Rispetto all’approccio più specifico dell’ASAP, nel 2024 la Commissione europea ha lanciato l’EDIS, un piano strategico a lungo termine per rafforzare l’industria della difesa dell’Ue, che include l’European Defence Industrial Plan (EDIP) con un budget di 1,5 miliardi di euro fino al 2027. La strategia punta a potenziare la produzione e l’approvvigionamento congiunto di attrezzature militari, lasciando agli Stati membri la proprietà dei beni finanziati. 

Oltre agli incentivi finanziari, una delle proposte di EDIS è l’istituzione di un regime europeo di “sicurezza dell’approvvigionamento” che offrirà agli Stati membri garanzie specifiche per l’acquisto di forniture da produttori con sede nell’Ue, rafforzando l’affidabilità delle forniture intraeuropee e riducendo la dipendenza da fornitori extra-Ue. In parallelo, si propongono iniziative per ridurre la frammentazione del mercato, come il riconoscimento reciproco delle certificazioni nazionali e l’allineamento degli standard Ue con quelli NATO (STANAG), per creare un mercato più integrato.

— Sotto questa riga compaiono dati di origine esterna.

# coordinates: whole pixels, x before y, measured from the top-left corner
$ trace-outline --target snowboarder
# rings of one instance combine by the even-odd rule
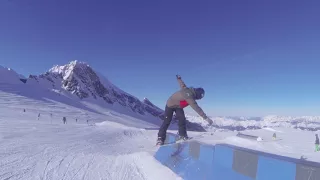
[[[316,145],[315,151],[317,152],[317,151],[320,150],[320,149],[319,149],[319,137],[318,137],[318,134],[316,134],[316,142],[315,142],[315,145]]]
[[[78,118],[76,118],[76,122],[78,122]]]
[[[273,140],[276,140],[276,138],[277,138],[276,133],[273,133]]]
[[[63,117],[63,124],[67,124],[67,118],[66,117]]]
[[[40,119],[40,113],[38,114],[38,120]]]
[[[193,88],[187,87],[182,81],[180,75],[176,75],[177,81],[180,86],[180,90],[173,93],[171,97],[167,100],[165,107],[165,118],[158,132],[157,145],[163,145],[166,139],[166,132],[171,123],[173,113],[175,112],[177,119],[179,120],[179,139],[187,140],[187,130],[186,130],[186,117],[183,108],[190,105],[193,110],[195,110],[204,120],[206,120],[210,125],[213,121],[207,117],[203,110],[198,106],[196,100],[200,100],[204,97],[205,91],[203,88]]]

Tra le novità della strategia figura inoltre la creazione del Consiglio europeo per la difesa, un nuovo organismo che centralizzerà la pianificazione degli acquisti e le priorità di finanziamento dell’Ue sotto la supervisione della Commissione, favorendo una maggiore centralizzazione della governance a livello comunitario. 

Nonostante i vantaggi, la scarsa influenza delle forze armate nazionali nella definizione della domanda, a fronte del rafforzamento del rapporto tra la Commissione e l’industria della difesa, e i limitati riferimenti alla Nato sollevano dei dubbi circa la mancanza di allineamento con gli obiettivi dell’Alleanza Atlantica.

Uno sguardo al futuro, tra Libro Bianco e fattore Trump

Il quadro diventa ancora più frammentato se si considera che la seconda Commissione von der Leyen si è impegnata a presentare un Libro Bianco della Difesa. Tale documento dovrebbe integrare le strategie in atto, concentrandosi su priorità chiave e mobilitando risorse finanziarie proporzionate alle ambizioni dell’Ue. Senza un approccio coerente, il rischio è che le iniziative europee diventino inefficaci, spingendo gli Stati membri a privilegiare soluzioni bilaterali o nazionali, scoraggiandoli dal ricorrere al Libro Bianco.

In questo scenario, la seconda presidenza di Donald Trump potrebbe rappresentare un ulteriore banco di prova per la difesa europea. L’amministrazione statunitense insisterà affinché gli alleati europei raggiungano il target del 2% del PIL in spesa militare, collegando questo requisito all’impegno Usa nella Nato. Contestualmente, Washington potrebbe esercitare pressioni per indurre ad aumentare gli acquisti di equipaggiamenti di fabbricazione statunitense, mettendo l’Ue di fronte al dilemma tra rafforzare la propria industria o ”cedere” alle richieste dell’alleato transatlantico.

In questo contesto la sfida più ampia consiste nel superare la frammentazione del mercato europeo della difesa e definire ruoli chiari tra le istituzioni dell’Unione. La Commissione, con un ruolo sempre più centrale nella politica industriale della difesa – come dimostra anche la nomina di Andrius Kubilius a nuovo commissario preposto – dovrà collaborare strettamente con l’Agenzia europea per la difesa (EDA) e gli Stati membri per migliorare il coordinamento e affrontare le sfide geopolitiche future. Serviranno dunque maggiore integrazione, finanziamenti adeguati e un’ambizione condivisa per trasformare l’attuale mosaico di iniziative in una struttura coesa che garantisca la sicurezza del Vecchio continente.